TensorFlow Extended 是什么?
Google 开源的端到端平台,用于部署生产型机器学习流水线。
TFX Core Concepts
TFX Pipelines
A TFX pipeline defines a data flow through several components, with the goal of implementing a specific ML task (e.g., building and deploying a regression model for specific data). Pipeline components are built upon TFX libraries. The result of a pipeline is a TFX deployment target and/or service of an inference request.
A TFX pipeline is a sequence of components that implement an ML pipeline which is specifically designed for scalable, high-performance machine learning tasks.
Artifacts
In a pipeline, an artifact is a unit of data that is passed between components. Generally, components have at least one input artifact and one output artifact. All artifacts must have associated metadata, which defines the type and properties of the artifact. Artifacts must be strongly typed with an artifact type registered in the ML Metadata store.
Model vs. SavedModel
Model
A model is the output of the training process. It is the serialized record of the weights that have been learned during the training process. These weights can be subsequently used to compute predictions for new input examples. For TFX and TensorFlow, ‘model’ refers to the checkpoints containing the weights learned up to that point.
SavedModel
What is a SavedModel: a universal, language-neutral, hermetic, recoverable serialization of a TensorFlow model.
Why is it important: It enables higher-level systems to produce, transform, and consume TensorFlow models using a single abstraction.
SavedModel is the recommended serialization format for serving a TensorFlow model in production, or exporting a trained model for a native mobile or JavaScript application
Schema
Some TFX components use a description of your input data called a schema.

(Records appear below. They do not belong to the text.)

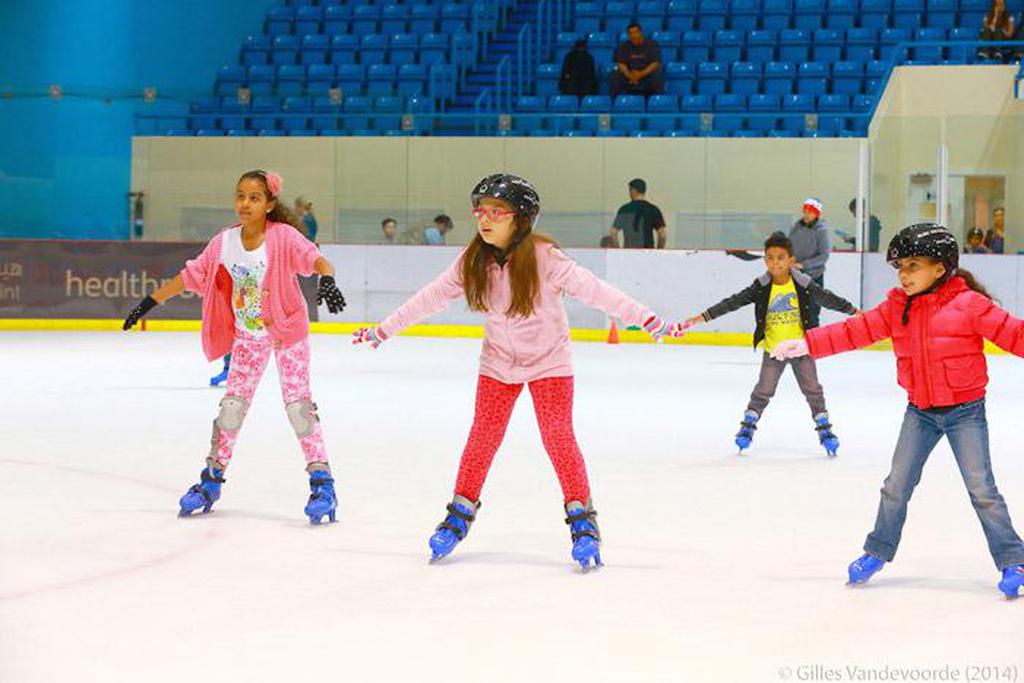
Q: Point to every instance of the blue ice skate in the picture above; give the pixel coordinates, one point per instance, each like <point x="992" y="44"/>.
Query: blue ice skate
<point x="450" y="532"/>
<point x="1013" y="579"/>
<point x="203" y="495"/>
<point x="747" y="429"/>
<point x="586" y="536"/>
<point x="217" y="380"/>
<point x="323" y="500"/>
<point x="828" y="439"/>
<point x="863" y="567"/>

The schema is an instance of schema.proto.
The schema can specify data types for feature values, whether a feature has to be present in all examples, allowed value ranges, and other properties.
One of the benefits of using TensorFlow Data Validation (TFDV) is that it will automatically generate a schema by inferring types, categories, and ranges from the training data.
In a typical TFX pipeline TensorFlow Data Validation generates a schema, which is consumed by the other components.
TFX Pipeline Components
A TFX pipeline typically includes the following components:
- ExampleGen: initial input component of a pipeline that ingests and optionally splits the input dataset.
- StatisticsGen: calculates statistics for the dataset.
- SchemaGen: examines the statistics and creates a data schema.
- ExampleValidator: looks for anomalies and missing values in the dataset.
- Transform: performs feature engineering on the dataset.
- Trainer: trains the model.
- Evaluator: performs deep analysis of the training results and helps you validate your exported models, ensuring that they are “good enough” to be pushed to production.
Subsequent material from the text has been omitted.